EFI GELI support ready for testers
Eric McCorkle
eric at metricspace.net
Sat May 28 15:23:42 UTC 2016
> On May 28, 2016, at 10:27, Allan Jude <allanjude at freebsd.org> wrote:
>
> The final version of my geliboot took an extra effort to reuse the AES
> code from sys/crypto/rijndael and sys/opencrypto and GELI directly from
> sys/geom/eli to avoid maintaining a separate copy of that code in sys/boot
>
> Hopefully the work I did to make sys/opencrypto and sys/geom/eli more
> reusable outside of the kernel will make it easier for Eric to do the
> same for the EFI version.
It did indeed make things easier, though I think there is potential for work to be done on the crypto framework. It looks like the crypto framework has kind of accumulated code over time from different sources and has become somewhat disorganized. There seem to be two codebases (crypto and opencrypto), and multiple differing implementations for some ciphers. I ran into this when trying to figure out how to add Camellia support.
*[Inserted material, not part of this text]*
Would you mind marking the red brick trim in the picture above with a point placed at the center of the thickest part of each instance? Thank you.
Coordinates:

There's a usable interface for AES CBC/XTS, but not Camellia CBC. There are also some insecure ciphers (DES, RC4, etc) in there, some more modern ciphers (like chacha20) are missing, and it's possible to implement ciphers other than AES using AESNI/AVX instructions to achieve hardware acceleration.
It also ought to be simpler to share crypto code between kernel, boot, and userland, imo. In theory, one could have a single library (with multiple compilations for different ABIs) that could be statically linked into the kernel and boot loaders, and also installed in to the base OS.
I'm not sure if there's any plans for crypto, but it might be worth a discussion.
>
> The motivation for the EFI version is the same, ZFS boot environments,
> plus the obvious security advantages of having the kernel stored
> encrypted rather than not.
>
The ability to have a single ZFS filesystem is indeed a motivator for the EFI work. I forgot to mention it because my personal motivations are strongly focused on security and tamper-resistance.